Traitement fondé sur des dispositifs
La dénervation rénale et d’autres traitements fondés sur des dispositifs peuvent être envisagés dans certains cas. Le document source ne définit ni les critères de sélection des patients, ni les protocoles d’intervention, ni l’efficacité comparative, ni les modalités de suivi de ces traitements.
Recommandations des sociétés savantes
| Recommandation | Classe | Niveau |
|---|---|---|
| Envisager une évaluation objective de l’observance, par administration directement observée du traitement ou détection des médicaments prescrits dans le sang ou les urines, lorsque les ressources le permettent. | IIa | B |
| Envisager d’ajouter la spironolactone au traitement existant lorsque la pression artérielle reste non contrôlée malgré un traitement antihypertenseur de première intention. | IIa | B |
| Envisager d’adresser les patients présentant une hypertension résistante à des centres cliniques spécialisés dans la prise en charge de l’hypertension pour des examens complémentaires. | IIa | B |
Les principaux principes d’une prise en charge fondée sur les recommandations sont les suivants :
Confirmer la pression artérielle non contrôlée par une mesure ambulatoire ou à domicile.
Exclure une pseudo-résistance, en particulier une hypertension de consultation et une non-observance.
S’assurer que le schéma thérapeutique comprend un diurétique adapté à la fonction rénale.
Rechercher une hypertension secondaire et une atteinte associée des organes cibles.
Adresser les cas suspects ou confirmés à des centres spécialisés.
Utiliser la spironolactone comme traitement pharmacologique de quatrième ligne privilégié lorsque cela est approprié, tout en évaluant le risque d’hyperkaliémie.
Pronostic et suivi
L’hypertension résistante identifie une population exposée à un risque cardiovasculaire et rénal élevé. Comparativement aux patients traités dont la pression artérielle est contrôlée, les adultes concernés présentent des risques accrus d’infarctus du myocarde, d’accident vasculaire cérébral, d’insuffisance rénale terminale et de décès. Les excès de risque rapportés vont de deux à six fois, bien que le document source ne fournisse pas d’estimations des résultats pour des stratégies thérapeutiques spécifiques.

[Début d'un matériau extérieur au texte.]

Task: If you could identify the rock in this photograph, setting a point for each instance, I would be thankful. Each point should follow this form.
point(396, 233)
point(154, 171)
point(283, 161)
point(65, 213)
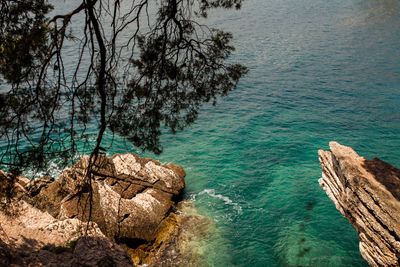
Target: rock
point(128, 200)
point(367, 193)
point(130, 195)
point(31, 237)
point(179, 242)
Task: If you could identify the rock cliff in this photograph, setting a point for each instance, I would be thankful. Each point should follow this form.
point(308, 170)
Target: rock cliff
point(367, 193)
point(133, 216)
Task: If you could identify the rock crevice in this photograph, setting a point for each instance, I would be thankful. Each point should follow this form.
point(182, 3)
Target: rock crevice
point(130, 203)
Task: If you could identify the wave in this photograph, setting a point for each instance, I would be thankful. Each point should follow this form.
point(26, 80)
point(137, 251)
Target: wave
point(213, 194)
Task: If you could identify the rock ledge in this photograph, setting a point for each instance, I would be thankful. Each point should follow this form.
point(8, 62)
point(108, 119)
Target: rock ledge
point(367, 193)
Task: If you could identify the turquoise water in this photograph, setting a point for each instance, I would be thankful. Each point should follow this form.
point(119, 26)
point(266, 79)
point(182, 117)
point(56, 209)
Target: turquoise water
point(319, 71)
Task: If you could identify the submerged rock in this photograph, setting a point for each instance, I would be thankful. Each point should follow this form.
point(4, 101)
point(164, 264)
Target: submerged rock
point(367, 193)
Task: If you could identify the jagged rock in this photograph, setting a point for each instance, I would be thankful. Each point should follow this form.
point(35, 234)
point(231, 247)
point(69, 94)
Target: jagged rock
point(129, 199)
point(367, 193)
point(178, 242)
point(130, 195)
point(31, 237)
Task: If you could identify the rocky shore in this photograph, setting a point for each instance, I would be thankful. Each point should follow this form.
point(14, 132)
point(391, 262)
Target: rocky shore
point(367, 193)
point(129, 214)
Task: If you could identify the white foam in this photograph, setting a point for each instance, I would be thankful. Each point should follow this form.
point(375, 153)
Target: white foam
point(212, 193)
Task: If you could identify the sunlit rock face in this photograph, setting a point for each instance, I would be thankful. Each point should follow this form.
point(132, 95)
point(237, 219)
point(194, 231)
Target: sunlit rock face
point(367, 193)
point(129, 201)
point(131, 195)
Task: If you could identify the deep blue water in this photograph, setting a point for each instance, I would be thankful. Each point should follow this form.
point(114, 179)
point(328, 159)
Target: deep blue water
point(319, 71)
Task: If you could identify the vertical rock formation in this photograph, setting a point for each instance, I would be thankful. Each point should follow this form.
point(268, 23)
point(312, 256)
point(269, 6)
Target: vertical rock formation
point(367, 193)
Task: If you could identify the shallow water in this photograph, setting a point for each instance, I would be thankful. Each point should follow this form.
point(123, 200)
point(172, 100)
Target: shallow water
point(320, 71)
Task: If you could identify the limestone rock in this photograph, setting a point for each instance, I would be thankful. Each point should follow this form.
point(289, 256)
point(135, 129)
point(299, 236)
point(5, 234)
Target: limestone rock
point(130, 195)
point(31, 237)
point(367, 193)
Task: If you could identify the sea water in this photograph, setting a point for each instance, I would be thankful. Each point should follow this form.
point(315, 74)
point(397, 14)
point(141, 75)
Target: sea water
point(319, 71)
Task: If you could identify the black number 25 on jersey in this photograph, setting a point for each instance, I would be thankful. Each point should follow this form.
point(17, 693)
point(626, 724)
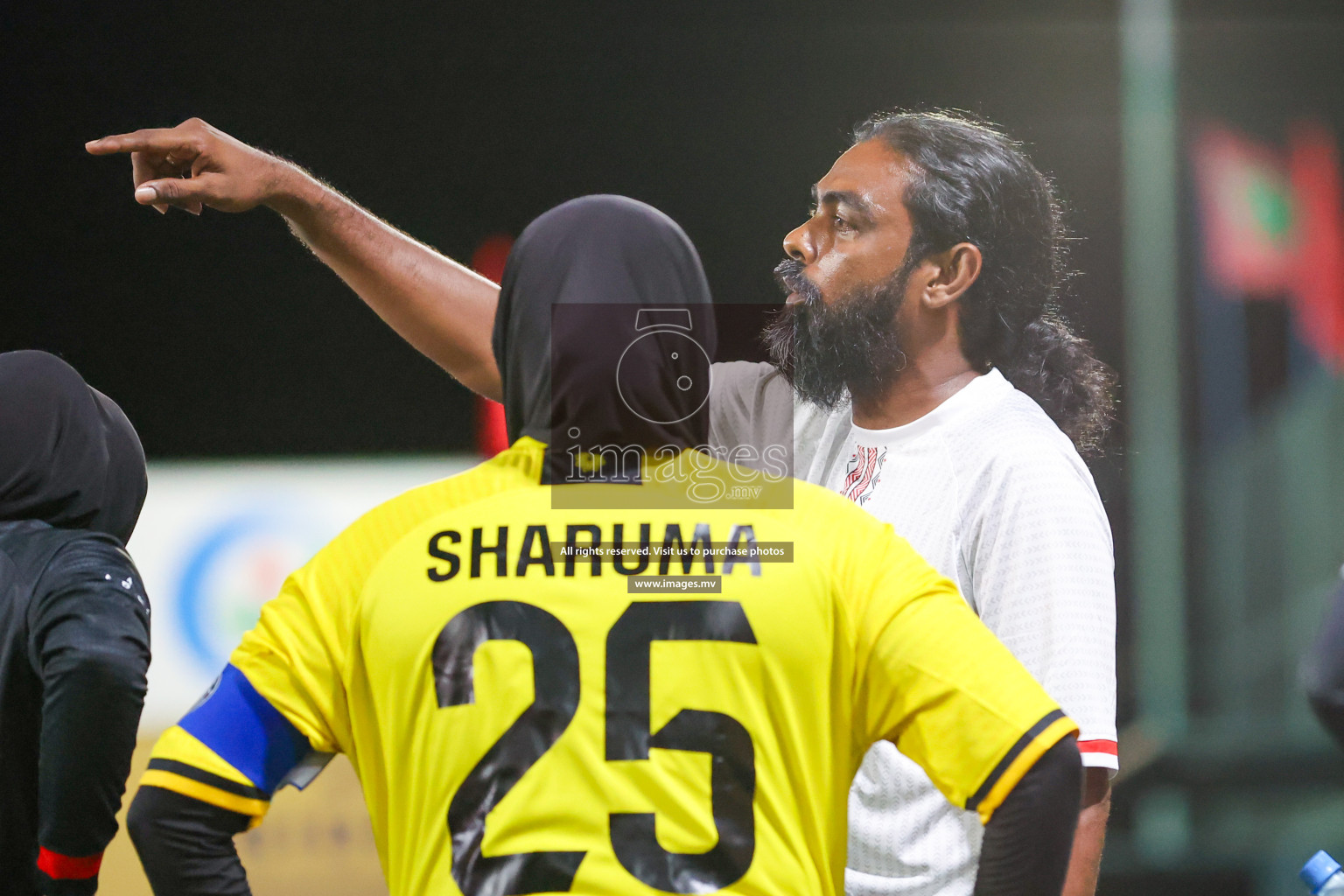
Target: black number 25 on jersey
point(556, 677)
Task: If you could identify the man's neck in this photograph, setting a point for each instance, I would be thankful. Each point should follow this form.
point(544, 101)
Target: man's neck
point(917, 391)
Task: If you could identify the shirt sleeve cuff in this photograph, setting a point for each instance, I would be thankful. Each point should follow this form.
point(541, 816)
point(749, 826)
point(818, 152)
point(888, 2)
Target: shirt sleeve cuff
point(1100, 754)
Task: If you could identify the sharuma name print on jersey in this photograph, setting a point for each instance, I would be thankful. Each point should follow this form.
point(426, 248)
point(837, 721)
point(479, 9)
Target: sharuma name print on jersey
point(586, 546)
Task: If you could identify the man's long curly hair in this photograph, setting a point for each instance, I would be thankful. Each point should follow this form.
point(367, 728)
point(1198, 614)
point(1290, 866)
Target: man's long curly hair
point(972, 185)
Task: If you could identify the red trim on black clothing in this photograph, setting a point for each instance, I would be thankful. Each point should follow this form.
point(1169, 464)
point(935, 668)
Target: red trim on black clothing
point(58, 866)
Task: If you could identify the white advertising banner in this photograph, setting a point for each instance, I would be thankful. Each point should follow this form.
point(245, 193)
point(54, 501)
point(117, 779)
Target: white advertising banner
point(217, 540)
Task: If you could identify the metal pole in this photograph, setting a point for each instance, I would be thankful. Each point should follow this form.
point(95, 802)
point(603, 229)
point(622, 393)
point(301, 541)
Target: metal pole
point(1152, 361)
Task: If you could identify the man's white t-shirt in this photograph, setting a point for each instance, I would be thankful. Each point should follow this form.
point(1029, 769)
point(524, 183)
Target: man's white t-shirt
point(995, 496)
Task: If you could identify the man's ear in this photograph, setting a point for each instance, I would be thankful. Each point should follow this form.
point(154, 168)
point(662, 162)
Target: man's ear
point(953, 273)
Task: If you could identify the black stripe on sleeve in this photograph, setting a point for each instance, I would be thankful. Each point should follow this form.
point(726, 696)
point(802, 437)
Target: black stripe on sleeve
point(1008, 758)
point(207, 778)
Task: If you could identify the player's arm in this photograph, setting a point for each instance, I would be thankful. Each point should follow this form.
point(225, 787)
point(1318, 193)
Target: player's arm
point(437, 305)
point(213, 777)
point(1043, 582)
point(275, 717)
point(89, 644)
point(952, 697)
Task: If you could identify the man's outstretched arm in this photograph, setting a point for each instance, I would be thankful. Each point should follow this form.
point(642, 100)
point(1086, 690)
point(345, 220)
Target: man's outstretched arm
point(441, 308)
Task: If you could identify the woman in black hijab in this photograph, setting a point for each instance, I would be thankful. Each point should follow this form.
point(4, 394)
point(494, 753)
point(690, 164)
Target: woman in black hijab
point(74, 622)
point(604, 336)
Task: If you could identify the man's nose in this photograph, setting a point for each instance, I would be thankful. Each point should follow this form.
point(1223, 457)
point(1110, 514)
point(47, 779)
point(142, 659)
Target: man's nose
point(800, 245)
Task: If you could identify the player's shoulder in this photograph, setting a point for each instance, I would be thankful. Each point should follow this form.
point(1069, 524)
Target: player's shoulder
point(43, 550)
point(1007, 433)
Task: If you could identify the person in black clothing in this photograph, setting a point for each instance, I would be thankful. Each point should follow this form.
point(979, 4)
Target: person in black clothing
point(74, 624)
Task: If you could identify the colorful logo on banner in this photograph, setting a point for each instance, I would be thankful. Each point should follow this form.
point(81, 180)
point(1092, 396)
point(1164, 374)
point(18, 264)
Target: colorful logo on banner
point(234, 569)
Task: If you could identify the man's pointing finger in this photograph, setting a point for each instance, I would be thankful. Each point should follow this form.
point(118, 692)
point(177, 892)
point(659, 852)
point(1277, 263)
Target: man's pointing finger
point(164, 140)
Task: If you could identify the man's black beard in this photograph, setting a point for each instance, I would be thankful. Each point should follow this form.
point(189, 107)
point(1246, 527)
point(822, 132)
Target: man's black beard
point(850, 343)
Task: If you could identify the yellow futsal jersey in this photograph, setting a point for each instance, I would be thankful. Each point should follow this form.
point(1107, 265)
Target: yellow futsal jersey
point(523, 720)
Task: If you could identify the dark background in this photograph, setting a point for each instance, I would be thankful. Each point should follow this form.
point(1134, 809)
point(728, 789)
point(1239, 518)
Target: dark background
point(220, 336)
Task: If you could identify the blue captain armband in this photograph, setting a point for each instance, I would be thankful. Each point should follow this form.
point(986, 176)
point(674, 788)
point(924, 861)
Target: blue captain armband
point(243, 730)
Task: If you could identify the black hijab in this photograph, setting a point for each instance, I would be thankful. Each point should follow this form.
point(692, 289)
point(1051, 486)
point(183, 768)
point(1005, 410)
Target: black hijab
point(67, 454)
point(605, 331)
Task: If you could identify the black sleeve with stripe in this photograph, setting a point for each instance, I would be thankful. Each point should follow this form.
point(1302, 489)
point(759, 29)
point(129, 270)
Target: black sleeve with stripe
point(89, 644)
point(187, 845)
point(1031, 835)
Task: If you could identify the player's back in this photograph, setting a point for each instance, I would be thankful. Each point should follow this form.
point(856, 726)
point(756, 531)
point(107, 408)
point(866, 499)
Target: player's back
point(524, 720)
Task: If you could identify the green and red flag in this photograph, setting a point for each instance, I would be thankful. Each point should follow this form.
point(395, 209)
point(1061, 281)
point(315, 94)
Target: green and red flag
point(1273, 226)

Le suivi doit comprendre :
Des évaluations répétées de la pression artérielle à domicile ou en ambulatoire ;
Une réévaluation de l’observance et de la persistance du traitement ;
La surveillance de la fonction rénale et de la kaliémie lors de l’utilisation de la spironolactone ;
L’évaluation continue des mesures alimentaires et hygiéno-diététiques ;
Une nouvelle recherche d’hypertension secondaire si la pression artérielle reste non contrôlée ; et
Une surveillance continue des complications cardiovasculaires et rénales.
Le document source ne précise ni les intervalles de suivi, ni les valeurs cibles au-delà du seuil diagnostique inférieur à 140/90 mmHg, ni un calendrier standardisé de surveillance.